I’m really interested in how AI has evolved over the last couple of years, and how it can help us streamline some aspects of the VFX creation process; be it shortening the time in which simple layouts can be made, through creating rough matte paintings, or to some aspects of final pixel work as well.

What do you think is the most important development in VFX recently?

The use of game engines capable of rendering in real time has been progressing in leaps and bounds, that is a huge help for certain aspect of VFX work, from pre-visualisation through on set backgrounds and a fast turnaround on post visualisation projects, to a not too distant future of it being used in the final pixel stages of visual effects.

What do you think the future of VFX will look like?

AI combined with real-time rendering is the belle de jour of the VFX community, so I think that will get a big push in the immediate future.

What’s your work highpoint/achievement/proudest moment?
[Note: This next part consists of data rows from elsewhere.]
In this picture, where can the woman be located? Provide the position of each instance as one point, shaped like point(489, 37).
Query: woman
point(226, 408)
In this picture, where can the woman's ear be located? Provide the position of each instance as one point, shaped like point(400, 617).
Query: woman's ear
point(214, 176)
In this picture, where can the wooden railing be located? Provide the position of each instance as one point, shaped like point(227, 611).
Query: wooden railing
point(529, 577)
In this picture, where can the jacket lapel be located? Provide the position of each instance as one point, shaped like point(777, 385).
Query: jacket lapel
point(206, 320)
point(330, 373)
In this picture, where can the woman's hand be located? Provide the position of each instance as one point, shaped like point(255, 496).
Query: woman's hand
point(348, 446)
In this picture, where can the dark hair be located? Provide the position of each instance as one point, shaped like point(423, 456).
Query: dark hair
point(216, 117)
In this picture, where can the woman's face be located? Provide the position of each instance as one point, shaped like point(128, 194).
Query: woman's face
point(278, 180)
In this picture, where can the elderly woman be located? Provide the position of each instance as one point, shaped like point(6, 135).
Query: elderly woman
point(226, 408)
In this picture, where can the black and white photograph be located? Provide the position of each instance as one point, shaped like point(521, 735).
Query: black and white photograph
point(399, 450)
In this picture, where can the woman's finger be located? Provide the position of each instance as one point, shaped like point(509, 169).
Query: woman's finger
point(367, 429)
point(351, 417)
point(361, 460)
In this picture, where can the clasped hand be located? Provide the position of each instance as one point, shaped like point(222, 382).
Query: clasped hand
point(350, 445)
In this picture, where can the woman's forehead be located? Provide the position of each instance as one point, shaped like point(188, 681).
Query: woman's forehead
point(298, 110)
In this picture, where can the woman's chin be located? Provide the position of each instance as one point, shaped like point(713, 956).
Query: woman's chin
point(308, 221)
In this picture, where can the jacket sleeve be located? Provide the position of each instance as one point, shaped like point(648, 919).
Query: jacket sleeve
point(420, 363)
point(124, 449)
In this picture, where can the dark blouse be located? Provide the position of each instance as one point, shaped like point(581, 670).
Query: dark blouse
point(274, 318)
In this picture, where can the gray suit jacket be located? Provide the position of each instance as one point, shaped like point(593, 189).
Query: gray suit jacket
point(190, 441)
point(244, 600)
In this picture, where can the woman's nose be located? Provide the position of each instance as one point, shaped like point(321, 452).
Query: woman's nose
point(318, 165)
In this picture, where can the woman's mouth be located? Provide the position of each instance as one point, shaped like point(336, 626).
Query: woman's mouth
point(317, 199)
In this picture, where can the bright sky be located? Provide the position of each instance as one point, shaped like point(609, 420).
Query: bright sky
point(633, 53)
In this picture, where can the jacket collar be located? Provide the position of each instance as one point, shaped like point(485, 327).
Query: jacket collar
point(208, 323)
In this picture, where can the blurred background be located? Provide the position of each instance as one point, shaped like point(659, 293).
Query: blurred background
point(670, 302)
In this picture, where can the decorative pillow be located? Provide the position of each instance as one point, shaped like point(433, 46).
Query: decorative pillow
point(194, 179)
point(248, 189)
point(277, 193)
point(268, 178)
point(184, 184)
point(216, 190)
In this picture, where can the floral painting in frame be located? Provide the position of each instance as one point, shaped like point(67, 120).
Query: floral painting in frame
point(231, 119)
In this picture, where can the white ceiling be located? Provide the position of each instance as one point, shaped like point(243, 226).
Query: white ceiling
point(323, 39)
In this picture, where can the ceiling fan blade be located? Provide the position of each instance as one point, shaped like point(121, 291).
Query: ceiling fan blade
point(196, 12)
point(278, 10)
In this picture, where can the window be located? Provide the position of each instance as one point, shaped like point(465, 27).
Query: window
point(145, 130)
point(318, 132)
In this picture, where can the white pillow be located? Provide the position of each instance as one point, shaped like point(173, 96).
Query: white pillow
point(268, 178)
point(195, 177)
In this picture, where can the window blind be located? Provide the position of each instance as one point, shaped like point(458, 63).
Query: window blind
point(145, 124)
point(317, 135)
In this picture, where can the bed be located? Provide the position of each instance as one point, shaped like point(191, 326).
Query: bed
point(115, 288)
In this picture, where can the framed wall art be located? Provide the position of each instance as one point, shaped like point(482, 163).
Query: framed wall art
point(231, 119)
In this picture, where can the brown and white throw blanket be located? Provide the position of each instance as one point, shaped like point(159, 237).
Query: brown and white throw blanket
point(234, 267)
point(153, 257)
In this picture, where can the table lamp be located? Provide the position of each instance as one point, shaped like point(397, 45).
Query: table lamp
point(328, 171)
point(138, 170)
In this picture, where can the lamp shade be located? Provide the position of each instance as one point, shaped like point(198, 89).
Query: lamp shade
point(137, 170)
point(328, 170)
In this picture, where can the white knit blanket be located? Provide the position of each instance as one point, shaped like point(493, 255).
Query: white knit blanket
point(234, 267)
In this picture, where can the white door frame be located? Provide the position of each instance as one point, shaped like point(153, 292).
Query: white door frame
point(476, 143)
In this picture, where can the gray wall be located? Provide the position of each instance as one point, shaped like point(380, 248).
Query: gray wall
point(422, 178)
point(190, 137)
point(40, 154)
I’ve supervised several shows over the last several years, but one of the most enjoyable moments was on the second project I ever worked on at NVIZ - a shot on a Bond film. It was a bit like a mini on-set private production taking the shot from bare bones to final.  It meant walking through central London trying to shoot a still of a certain type of building, with a certain type of architecture, bringing it into the system, creating the 3D environment to place it in, and adding some elaborate realistic reflections. It turned out pretty good! It was a simple shot but the fact that I have gone and procured the elements, and had a kind of mini adventure with it still lingers with me to this day.

What’s special about NVIZ?

NVIZ is like a second home to me and the team feels like a second family, a family that has your well-being at the top of its priorities, a family that will encourage you to go and achieve what you dream of.

What’s the best piece of advice you’ve received, or would like to give to aspiring visual artists?

Study art and photography. We are trying to recreate something that was originally shot through a lens and should usually look realistic. A knowledge of perspective and how a photo is created is essential in compositing a realistic and convincing VFX shot.